Even though it can be a little bit more advanced, we will get this lighting style out of the way first. A reflector will become your key light as you will be using it as your main light source, even though you are using it to reflect available light onto your subject.

Instead of just using a reflector on its own, another option is to use a speedlight to bounce light off the reflector and onto the subject to create an almost studio lighting effect. It is worth playing around with this to see how it works for you. It is quite a fun one to try.

Tip: Using this technique can really change the way we see the final image. Playing around with lighting techniques is a great way to learn about why lighting is so important within photography.

Photographing in Direct Sunlight

A lot of the time we shoot portraits in direct sunlight due to not being able to control the weather, and because we will be doing most, if not all, of our outdoor photography work during the day. When this is the case, sometimes you will be photographing in full harsh sunlight.

Any other color will be too strong on the subject, so this is where the white color comes in as your savior. It will soften any shadows and will help to fill the light. You can also do this in a light shaded area to fill any shadow gaps on the face.

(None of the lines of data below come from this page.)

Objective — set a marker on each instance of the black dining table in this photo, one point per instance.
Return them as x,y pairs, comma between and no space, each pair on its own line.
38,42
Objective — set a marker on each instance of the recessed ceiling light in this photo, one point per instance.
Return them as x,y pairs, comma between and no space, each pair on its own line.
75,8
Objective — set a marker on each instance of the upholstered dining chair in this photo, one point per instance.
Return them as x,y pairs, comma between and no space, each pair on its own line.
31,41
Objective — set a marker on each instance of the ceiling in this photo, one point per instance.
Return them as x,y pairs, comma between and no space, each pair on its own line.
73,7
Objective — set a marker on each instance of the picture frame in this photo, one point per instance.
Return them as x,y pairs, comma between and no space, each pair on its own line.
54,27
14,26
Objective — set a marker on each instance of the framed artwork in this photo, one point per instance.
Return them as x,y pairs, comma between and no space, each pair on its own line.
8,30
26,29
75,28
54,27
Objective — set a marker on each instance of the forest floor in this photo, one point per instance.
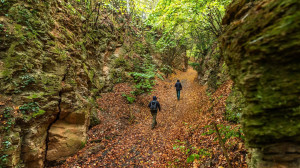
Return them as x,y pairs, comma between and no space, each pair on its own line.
183,137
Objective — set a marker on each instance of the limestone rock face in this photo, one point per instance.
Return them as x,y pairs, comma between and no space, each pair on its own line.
261,45
50,72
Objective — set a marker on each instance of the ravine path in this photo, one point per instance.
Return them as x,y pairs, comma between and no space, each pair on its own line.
124,137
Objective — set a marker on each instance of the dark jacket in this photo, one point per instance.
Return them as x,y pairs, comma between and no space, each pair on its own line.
157,103
178,86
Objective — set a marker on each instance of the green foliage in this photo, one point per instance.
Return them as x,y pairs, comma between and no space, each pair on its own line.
3,160
166,69
6,119
144,75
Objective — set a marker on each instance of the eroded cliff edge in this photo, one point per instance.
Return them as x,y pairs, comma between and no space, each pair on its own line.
261,47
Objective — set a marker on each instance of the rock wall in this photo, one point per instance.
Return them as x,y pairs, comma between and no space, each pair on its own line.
261,45
51,68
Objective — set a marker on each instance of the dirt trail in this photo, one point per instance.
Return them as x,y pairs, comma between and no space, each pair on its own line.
136,145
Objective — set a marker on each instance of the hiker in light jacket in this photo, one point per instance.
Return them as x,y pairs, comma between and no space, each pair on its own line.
178,88
154,106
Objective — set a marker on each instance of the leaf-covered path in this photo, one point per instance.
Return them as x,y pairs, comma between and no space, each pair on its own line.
125,139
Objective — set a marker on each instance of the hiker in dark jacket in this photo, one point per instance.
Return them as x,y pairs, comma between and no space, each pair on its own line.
154,106
178,88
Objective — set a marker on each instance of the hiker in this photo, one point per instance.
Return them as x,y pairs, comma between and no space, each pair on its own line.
154,106
178,88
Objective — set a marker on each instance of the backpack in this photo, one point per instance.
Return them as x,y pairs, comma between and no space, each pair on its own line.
153,105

Tip: Never photograph your subject facing the sun. Have them turn away from the sun so their face is shaded, and use the white reflector to soften the light on their face.

In Full Shade and Overcast Weather

When you are in full shade, you will want to bounce as much light as you can possibly get, so the silver side comes in handy in this situation.

Tip: When using the reflector, move it around in different angles to find the best place to position it. You can also adjust the distance between subject and reflector for different impacts.

Final Words

Learning about how to use a reflector can really change the way we see our finished photographs. Using one well can help to show you that photography most certainly is all about lighting, and that you are in control of it.

A reflector is an important piece of photography equipment. With so many options out there it can seem rather daunting, but once you find the one for you, the lighting options will become endless.